I didn't care which rooster fertilized the hen's eggs, on the Sussex eggs that I pulled. I just knew the hens were my biggest girls - absolute MONSTER hens - and I was hoping that maybe I'd get a nice big-sized rooster with color out of "whatever" roo mated them. All I have in the barn right now are colorful Aloha boys. None are big, but all have great spotting! So, I didn't really care who the daddy was, only that with Mom being so enormous, that I'd have a chance for a rooster with some decent size and (maybe) some OK spotting. So right before I went to set a batch of "keeper" chick eggs, I pulled my two BIGGEST pure Sussex girls so I could make sure I raised their chicks with my "keeper peepers" to see how they turned out.
It is just weird to me that all three of the Sussex eggs by two different hens
did not hatch, even though the other eggs set on the same date - did hatch? The entire batch of chicks had a
fantastic hatch rate, and the Sussex eggs were fertile and developing as well. But then, no chicks on the Sussex eggs? Very weird. I had near 100% hatch rate but the Sussex egg were all failures.
I'm getting ready to pen all of my big fat Sussex hens together and put various small colorful Aloha roos with them in rotation, so we'll see if this was a random fluke or a trend?
My frustration lies in that every time I try to use a BIG hen or rooster, it seems I have issues! LOL. I've had problems like this before. Like one year, I only kept ONE colorful Aloha rooster, and I only had about 3 big hens. I had about 10 small Alohas. So the rooster had a LOT of girls to cover.

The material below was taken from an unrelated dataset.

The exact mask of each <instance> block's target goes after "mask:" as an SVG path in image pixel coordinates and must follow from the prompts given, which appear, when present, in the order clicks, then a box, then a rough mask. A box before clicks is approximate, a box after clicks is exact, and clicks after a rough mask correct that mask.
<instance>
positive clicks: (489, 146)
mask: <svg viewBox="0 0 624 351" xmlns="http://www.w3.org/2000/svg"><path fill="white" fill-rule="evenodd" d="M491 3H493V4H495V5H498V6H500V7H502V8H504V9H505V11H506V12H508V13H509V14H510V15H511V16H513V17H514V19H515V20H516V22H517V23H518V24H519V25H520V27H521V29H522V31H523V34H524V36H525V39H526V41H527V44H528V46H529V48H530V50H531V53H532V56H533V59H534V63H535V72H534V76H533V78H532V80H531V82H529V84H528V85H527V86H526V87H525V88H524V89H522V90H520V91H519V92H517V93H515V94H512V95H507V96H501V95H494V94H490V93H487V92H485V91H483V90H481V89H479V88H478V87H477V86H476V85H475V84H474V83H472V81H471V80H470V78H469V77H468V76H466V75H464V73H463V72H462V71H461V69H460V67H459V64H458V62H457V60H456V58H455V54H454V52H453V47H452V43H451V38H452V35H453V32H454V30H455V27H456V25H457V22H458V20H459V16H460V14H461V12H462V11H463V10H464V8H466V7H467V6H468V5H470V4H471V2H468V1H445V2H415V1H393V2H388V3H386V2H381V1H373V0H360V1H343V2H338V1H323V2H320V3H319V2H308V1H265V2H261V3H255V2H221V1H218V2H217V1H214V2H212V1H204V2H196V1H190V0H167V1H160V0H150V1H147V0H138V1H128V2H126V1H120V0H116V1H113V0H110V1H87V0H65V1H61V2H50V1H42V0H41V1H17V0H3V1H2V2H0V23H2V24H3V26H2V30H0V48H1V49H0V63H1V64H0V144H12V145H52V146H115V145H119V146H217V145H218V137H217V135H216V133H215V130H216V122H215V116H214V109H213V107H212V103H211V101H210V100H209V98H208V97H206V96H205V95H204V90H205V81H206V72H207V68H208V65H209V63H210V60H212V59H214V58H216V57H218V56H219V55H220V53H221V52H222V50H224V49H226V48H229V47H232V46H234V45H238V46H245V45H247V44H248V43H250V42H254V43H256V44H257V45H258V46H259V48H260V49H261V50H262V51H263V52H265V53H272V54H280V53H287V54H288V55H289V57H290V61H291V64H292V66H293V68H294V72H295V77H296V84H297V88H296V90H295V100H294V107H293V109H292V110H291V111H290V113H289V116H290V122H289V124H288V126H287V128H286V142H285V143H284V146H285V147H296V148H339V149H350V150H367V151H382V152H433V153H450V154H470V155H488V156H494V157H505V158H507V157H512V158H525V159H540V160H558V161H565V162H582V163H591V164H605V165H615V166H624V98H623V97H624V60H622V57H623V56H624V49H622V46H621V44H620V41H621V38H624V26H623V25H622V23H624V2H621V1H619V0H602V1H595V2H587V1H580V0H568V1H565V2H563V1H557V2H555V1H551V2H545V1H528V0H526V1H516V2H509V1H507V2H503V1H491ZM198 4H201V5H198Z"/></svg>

The big hens laid very big eggs, vs. the smaller hens, so I could tell the huge eggs were the big hen's. When I candled the eggs, however, the BIG eggs were always blank. The rooster had a wide selection of hens, so he favored the easier to mount small hens. He just skipped the big girls, leaving their eggs sterile. Eventually, I penned him with the big girls alone and finally got a few eggs. But by then, I'd hatched out a zillion chicks by the little hens. So by sheer numbers, the small girls won out that breeding season. LOL.
It's just funny to me how much the little chickens tend to biologically have the advantage over the big heavy chickens!